The company recently introduced version 20 of Ocient Hyperscale Data Warehouse, which delivered new capabilities focused on extract load and transform (ELT) data ingestion in which the transformations are performed by the database, rather than loader nodes. Ocient Hyperscale Data Warehouse V20 also delivered hyperscale log analysis via support for large strings and N-gram indexing, as well as the new Ocient Simulator, which is essentially a free version of the database delivered as a Docker image to make it easier for customers to test environments and accelerate development and quality assurance testing. Ocient Simulator enables functional testing but is not meant for production use. Although Ocient Simulator is designed to facilitate customer adoption, it is offered in the context of the company’s high-touch engagement approach, which sees Ocient fully engaged in the four stages of the pilot-to-production process: planning and requirements gathering; architecture selection and deployment; pilot engagement; and production deployment. The Company manages all Ocient Hyperscale Data Warehouse deployments for its customers, whether those are deployed on-premises, in the public cloud (Amazon Web Services or Google Cloud) or hosted in Ocient’s own data center (OcientCloud).

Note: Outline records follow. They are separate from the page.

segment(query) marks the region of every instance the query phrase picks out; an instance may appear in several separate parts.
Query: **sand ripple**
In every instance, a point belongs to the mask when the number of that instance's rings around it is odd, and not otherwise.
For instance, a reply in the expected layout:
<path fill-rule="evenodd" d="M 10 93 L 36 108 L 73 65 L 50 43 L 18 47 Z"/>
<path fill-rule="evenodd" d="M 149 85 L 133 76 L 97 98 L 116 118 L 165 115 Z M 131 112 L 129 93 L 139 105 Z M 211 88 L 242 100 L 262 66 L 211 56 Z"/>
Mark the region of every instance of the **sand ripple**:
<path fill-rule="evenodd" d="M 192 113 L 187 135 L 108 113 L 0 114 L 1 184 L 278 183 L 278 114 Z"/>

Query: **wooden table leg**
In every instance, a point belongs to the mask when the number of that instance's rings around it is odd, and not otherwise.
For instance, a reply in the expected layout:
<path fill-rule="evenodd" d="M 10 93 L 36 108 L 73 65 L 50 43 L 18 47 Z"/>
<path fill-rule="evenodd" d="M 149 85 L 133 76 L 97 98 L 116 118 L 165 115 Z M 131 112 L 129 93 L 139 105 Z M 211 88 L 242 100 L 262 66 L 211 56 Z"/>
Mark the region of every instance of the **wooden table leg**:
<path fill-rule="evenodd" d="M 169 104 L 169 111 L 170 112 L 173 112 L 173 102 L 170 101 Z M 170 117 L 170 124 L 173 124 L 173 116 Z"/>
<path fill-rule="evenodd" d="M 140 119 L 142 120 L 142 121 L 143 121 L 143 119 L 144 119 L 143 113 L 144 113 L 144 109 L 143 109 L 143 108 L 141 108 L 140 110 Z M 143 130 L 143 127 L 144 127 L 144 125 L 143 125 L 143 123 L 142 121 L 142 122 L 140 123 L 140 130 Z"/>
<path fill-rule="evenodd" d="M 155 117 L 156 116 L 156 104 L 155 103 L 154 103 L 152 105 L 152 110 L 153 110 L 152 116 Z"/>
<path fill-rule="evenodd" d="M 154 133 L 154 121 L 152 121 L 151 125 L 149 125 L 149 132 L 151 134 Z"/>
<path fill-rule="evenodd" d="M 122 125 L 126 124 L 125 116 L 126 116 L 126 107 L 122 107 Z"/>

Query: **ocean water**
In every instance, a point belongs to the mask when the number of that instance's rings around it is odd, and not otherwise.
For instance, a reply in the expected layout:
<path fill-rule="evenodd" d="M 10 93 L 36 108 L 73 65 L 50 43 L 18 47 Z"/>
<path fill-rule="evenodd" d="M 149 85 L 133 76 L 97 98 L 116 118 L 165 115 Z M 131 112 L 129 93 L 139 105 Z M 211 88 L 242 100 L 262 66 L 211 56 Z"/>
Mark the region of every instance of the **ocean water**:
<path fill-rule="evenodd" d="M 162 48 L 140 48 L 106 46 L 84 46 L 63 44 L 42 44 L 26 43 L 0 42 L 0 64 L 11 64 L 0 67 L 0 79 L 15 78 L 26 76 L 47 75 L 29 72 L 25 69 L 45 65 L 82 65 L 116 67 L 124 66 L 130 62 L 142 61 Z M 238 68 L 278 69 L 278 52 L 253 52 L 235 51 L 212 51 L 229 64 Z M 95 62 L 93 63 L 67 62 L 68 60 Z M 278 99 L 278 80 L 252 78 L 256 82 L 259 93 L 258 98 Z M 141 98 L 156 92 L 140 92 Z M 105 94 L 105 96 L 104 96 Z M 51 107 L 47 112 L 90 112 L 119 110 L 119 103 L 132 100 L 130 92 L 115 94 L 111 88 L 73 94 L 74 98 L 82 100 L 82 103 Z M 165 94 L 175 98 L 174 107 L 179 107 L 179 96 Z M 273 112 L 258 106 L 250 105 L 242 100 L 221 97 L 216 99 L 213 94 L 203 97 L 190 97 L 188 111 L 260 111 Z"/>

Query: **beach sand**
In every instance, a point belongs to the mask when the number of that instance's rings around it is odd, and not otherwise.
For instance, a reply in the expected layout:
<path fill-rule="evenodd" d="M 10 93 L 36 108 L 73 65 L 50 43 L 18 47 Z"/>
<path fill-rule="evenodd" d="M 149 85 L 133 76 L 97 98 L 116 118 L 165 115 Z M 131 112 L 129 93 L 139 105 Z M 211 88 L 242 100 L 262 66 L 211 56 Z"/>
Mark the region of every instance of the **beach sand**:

This managed approach, combined with the specific configuration requirements, means that Ocient Hyperscale Data Warehouse will not be suitable for organizations looking for a self-service approach to data warehouse consumption and deployment. Additionally, infrastructure requirements are predetermined and fixed (along with associated pricing), which means Ocient Hyperscale Data Warehouse is targeted at workloads that do not fluctuate and therefore do not require elastic scalability. Nevertheless, given the differentiated functionality and customer engagement approach, I recommend that organizations with the most complex analytics workloads consider Ocient and Ocient Hyperscale Data Warehouse when evaluating their options.